I have been writing a manuscript and it seems forever, of course, considering going through every responsible co-author's comments and edition. While the overall goal of this endeavor is to get the manuscript past the reviewers’ wrath or unforeseen comments, the main author or the first author unavoidably seems to bear the brunt of other co-authors’ irresponsibility and reckless comments. As to fulfill the entire business of manuscript publication, we tried every possible technique to prove that our finding might be useful for other researchers in the same field who might be toying with the idea of testing his hypothesis in this very technique.
Preparing the main manuscript, figures, tables, supplementary and all, I cannot help but to think of the main author as an expert civil engineer who carefully designs the floor plan or lay the groundwork for this entire industry in his hands. On the other hand, there are people or quite commonly known as VIPs, coming late and comment this and that while pointing their fingers aimlessly. Because of their astute comment on reminding putting the toilet tissue in the toilet, they are well received and claimed “Very professional advice”.

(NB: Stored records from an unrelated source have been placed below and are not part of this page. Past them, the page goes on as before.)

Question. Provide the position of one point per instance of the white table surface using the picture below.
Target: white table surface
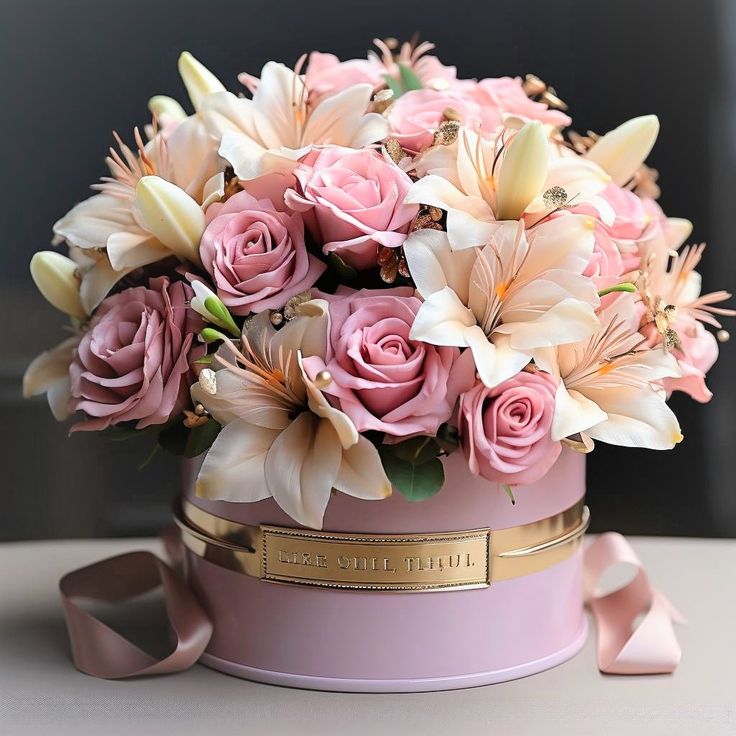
(42, 693)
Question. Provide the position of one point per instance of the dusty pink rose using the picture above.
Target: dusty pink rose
(354, 200)
(505, 430)
(382, 379)
(133, 364)
(415, 116)
(256, 254)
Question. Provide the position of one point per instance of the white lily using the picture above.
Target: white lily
(508, 298)
(57, 278)
(108, 226)
(280, 436)
(479, 182)
(607, 388)
(621, 151)
(171, 215)
(49, 373)
(272, 131)
(199, 81)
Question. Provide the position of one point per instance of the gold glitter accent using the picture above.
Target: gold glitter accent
(447, 133)
(382, 100)
(291, 306)
(394, 150)
(390, 269)
(192, 420)
(554, 197)
(424, 221)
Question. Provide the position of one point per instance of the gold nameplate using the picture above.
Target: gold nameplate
(389, 562)
(377, 562)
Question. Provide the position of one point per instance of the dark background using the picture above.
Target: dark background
(72, 71)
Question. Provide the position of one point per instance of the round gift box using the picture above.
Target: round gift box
(379, 641)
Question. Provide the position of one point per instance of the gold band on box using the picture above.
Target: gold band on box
(398, 562)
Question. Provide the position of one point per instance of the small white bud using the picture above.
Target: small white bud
(170, 214)
(523, 171)
(56, 277)
(198, 80)
(162, 107)
(623, 150)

I am not a whiner myself and do the job to my best. My principle is “Give credits where credit is due.” Don’t patronize me just because you made a very useful edition. I struggled myself learning the journal particular format and author guideline policy while keeping the writing as concise and grammar error free. Besides, I am not paid to write only manuscript; my job entails doing benchwork for ongoing project as well. I commend every one if our purpose is to make our paper look good, and outstanding. But, I’ll say again, BUT!!!.... don’t try to condescend me as if my particular writing is rookie. If you dare, why not you develop your own idea and take the first author responsibility?